24/07/2026
Quando um "não" pode ser o princípio de um "sim"
Nestes dias de inscrições e renovações da catequese para o próximo ano pastoral, decidi acrescentar duas perguntas muito simples aos formulários das minhas paróquias.
A primeira: "Estaria interessado(a) em participar, uma vez por mês, numa formação cristã para pais?"
A segunda: "Estaria disponível para exercer algum serviço na comunidade?"
Quando comecei a ler as respostas, confesso que fiquei muito tempo em silêncio. A grande maioria respondeu: não.

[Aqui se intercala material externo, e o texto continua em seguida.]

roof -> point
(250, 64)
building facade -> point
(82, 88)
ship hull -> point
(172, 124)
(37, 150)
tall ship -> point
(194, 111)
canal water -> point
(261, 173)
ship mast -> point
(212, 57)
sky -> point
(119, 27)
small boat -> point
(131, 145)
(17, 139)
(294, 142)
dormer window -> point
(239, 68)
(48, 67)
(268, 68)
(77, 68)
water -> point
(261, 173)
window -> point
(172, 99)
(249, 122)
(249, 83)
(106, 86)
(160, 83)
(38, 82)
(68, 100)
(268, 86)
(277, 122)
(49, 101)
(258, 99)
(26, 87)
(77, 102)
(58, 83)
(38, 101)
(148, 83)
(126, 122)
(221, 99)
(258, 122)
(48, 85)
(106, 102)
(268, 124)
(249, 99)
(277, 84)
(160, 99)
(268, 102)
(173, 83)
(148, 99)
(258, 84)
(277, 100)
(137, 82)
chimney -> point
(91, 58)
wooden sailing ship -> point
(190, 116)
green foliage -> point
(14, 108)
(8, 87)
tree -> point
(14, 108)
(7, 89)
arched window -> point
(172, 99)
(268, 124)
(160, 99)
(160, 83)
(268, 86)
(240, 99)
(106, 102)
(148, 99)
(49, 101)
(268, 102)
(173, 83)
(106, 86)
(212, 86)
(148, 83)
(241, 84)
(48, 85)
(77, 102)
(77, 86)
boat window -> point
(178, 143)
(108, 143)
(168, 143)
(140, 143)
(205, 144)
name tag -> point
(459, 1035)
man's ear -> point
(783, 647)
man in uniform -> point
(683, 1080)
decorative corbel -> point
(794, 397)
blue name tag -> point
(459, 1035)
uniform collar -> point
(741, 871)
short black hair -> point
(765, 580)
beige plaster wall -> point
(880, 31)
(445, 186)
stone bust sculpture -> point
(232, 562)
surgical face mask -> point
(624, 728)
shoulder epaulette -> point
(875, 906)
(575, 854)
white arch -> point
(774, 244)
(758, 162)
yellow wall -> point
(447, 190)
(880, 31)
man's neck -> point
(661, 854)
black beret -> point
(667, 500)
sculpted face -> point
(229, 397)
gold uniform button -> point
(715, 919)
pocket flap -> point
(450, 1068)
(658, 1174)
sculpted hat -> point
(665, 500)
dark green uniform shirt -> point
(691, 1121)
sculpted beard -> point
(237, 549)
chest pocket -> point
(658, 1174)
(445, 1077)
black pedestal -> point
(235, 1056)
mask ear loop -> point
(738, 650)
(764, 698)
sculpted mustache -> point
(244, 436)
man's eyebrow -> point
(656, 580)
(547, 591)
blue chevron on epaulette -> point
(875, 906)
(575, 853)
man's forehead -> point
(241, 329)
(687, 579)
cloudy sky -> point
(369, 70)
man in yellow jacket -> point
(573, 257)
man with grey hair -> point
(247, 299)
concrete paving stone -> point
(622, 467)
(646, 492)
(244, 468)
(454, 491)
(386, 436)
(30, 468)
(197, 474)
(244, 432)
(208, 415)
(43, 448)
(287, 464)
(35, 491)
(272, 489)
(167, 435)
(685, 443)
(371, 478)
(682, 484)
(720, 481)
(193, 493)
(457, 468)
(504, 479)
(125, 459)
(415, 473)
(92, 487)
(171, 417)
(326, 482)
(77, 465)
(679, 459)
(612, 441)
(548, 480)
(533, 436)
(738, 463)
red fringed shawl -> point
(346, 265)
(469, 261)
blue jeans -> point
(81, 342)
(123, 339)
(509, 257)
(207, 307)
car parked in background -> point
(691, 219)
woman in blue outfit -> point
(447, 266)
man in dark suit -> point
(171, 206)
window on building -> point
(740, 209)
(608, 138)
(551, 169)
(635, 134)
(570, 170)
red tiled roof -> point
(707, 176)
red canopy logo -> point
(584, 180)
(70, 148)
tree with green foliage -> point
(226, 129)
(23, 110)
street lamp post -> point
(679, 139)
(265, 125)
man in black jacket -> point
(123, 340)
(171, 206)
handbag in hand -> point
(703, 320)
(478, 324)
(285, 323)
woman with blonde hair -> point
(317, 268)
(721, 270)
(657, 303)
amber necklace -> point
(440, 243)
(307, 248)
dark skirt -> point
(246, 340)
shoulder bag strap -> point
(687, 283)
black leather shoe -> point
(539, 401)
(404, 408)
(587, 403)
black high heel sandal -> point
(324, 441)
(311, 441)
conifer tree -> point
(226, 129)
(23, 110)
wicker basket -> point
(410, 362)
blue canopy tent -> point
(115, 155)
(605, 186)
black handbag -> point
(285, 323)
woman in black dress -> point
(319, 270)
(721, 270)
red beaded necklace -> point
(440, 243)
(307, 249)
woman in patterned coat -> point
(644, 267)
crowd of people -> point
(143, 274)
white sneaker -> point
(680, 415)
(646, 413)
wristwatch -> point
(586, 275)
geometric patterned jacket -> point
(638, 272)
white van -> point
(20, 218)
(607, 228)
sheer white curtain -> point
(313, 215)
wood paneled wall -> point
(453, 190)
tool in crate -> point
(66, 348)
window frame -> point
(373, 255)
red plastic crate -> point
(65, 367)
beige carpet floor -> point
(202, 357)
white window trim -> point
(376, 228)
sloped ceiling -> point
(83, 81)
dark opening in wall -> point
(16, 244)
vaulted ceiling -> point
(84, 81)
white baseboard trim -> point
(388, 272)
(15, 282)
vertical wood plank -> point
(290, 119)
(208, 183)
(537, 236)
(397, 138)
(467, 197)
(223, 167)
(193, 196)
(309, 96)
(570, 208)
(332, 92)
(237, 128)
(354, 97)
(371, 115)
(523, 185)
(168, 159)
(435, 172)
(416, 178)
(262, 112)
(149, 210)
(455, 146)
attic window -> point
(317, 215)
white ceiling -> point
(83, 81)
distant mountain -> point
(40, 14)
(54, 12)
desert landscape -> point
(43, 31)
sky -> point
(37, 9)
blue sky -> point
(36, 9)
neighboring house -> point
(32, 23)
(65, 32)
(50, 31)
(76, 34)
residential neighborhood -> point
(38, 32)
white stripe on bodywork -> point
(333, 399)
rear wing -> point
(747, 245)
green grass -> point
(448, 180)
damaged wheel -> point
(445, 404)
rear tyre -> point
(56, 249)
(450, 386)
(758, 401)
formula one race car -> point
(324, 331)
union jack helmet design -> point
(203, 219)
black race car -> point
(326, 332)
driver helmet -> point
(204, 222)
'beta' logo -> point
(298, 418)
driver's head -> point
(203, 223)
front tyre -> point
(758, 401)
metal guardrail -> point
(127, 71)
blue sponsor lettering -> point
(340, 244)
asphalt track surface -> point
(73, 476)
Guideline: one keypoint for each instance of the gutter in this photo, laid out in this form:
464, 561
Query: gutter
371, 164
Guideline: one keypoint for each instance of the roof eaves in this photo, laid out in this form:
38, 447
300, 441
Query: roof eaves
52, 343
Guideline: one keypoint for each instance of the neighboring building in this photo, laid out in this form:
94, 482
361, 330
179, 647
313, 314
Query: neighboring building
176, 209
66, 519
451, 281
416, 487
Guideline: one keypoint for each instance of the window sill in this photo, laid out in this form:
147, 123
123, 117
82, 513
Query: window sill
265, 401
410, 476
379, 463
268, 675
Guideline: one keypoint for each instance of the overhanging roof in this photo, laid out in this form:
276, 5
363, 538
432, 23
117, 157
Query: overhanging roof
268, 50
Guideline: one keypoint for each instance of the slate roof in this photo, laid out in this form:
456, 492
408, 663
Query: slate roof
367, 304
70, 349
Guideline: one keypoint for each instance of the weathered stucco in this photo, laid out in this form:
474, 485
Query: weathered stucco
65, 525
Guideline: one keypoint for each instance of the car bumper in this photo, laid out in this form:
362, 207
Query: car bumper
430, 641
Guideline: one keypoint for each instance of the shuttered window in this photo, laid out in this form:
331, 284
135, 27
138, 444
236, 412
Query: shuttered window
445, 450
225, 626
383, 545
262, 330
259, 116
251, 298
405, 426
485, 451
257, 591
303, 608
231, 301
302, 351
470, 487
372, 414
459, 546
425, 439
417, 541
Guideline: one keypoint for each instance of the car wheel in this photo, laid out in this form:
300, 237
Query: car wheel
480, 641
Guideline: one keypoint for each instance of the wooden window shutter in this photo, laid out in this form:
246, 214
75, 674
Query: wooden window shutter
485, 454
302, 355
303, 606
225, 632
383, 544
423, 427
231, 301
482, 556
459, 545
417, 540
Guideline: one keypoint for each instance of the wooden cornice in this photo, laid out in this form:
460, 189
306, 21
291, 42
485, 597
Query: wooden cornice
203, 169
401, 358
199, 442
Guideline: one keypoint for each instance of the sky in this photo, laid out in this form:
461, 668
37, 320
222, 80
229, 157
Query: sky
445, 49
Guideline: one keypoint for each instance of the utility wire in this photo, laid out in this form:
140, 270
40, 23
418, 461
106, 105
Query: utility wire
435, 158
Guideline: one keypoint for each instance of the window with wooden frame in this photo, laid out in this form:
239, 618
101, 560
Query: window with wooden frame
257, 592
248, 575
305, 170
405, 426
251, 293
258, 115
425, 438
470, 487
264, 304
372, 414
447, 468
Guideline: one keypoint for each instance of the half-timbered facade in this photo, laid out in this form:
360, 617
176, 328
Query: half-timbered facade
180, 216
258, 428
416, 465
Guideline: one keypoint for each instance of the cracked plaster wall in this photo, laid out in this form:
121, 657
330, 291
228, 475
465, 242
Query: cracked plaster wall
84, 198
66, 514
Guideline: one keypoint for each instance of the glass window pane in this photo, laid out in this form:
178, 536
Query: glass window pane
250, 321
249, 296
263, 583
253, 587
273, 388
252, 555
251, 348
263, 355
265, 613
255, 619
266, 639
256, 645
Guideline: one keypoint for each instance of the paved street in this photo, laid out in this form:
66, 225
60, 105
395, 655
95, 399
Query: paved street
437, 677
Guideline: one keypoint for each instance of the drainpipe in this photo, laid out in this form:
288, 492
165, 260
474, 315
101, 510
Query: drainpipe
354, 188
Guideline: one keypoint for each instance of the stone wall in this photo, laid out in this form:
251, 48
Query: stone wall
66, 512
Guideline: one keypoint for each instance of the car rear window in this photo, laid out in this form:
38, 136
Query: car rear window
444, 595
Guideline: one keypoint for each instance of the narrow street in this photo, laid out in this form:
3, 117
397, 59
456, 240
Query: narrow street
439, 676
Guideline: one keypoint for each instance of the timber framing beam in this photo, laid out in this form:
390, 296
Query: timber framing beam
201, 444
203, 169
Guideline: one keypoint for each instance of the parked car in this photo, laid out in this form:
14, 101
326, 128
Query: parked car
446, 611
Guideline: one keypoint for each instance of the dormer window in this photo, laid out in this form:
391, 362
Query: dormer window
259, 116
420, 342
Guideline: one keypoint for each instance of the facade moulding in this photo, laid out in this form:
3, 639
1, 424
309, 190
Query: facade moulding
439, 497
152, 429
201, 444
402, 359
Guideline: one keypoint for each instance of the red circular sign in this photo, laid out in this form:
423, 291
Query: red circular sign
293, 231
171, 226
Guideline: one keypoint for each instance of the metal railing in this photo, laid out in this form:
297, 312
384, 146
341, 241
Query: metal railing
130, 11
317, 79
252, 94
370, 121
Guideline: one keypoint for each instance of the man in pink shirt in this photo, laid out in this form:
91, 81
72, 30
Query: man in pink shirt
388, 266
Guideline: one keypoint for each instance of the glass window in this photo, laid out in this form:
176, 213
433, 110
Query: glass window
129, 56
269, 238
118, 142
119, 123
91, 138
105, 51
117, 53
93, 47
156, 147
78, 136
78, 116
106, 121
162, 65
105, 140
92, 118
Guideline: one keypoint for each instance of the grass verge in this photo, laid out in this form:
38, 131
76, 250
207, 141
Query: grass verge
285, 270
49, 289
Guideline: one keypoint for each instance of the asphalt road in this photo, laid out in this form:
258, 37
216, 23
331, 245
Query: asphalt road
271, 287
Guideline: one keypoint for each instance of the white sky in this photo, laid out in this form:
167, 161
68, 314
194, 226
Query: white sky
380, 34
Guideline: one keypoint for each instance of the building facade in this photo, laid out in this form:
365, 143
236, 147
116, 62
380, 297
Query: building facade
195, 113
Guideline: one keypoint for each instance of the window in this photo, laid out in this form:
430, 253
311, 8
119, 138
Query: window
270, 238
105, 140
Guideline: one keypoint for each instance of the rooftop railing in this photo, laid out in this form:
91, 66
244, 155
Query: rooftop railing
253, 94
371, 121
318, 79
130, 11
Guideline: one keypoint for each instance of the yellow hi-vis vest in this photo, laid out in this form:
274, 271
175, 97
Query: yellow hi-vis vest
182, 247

Não à formação. Não ao serviço.
Durante alguns instantes, foi inevitável pensar que continuamos a pedir muito à Igreja, mas poucos querem sentir-se Igreja. Que muitos desejam a catequese para os filhos, mas não encontram tempo para alimentar a própria fé. Como se fosse possível ensinar uma criança a amar Jesus sem que ela veja esse amor acontecer dentro de casa.
Mas depois percebi que tinha diante de mim uma escolha.
Podia lamentar-me. Podia transformar as palavras em queixas. Podia tornar-me um "catador de lixo", recolhendo apenas aquilo que falta. Ou podia acreditar que cada "não" esconde uma história, um cansaço, uma desilusão, uma fé adormecida ou, simplesmente, alguém que nunca foi verdadeiramente convidado.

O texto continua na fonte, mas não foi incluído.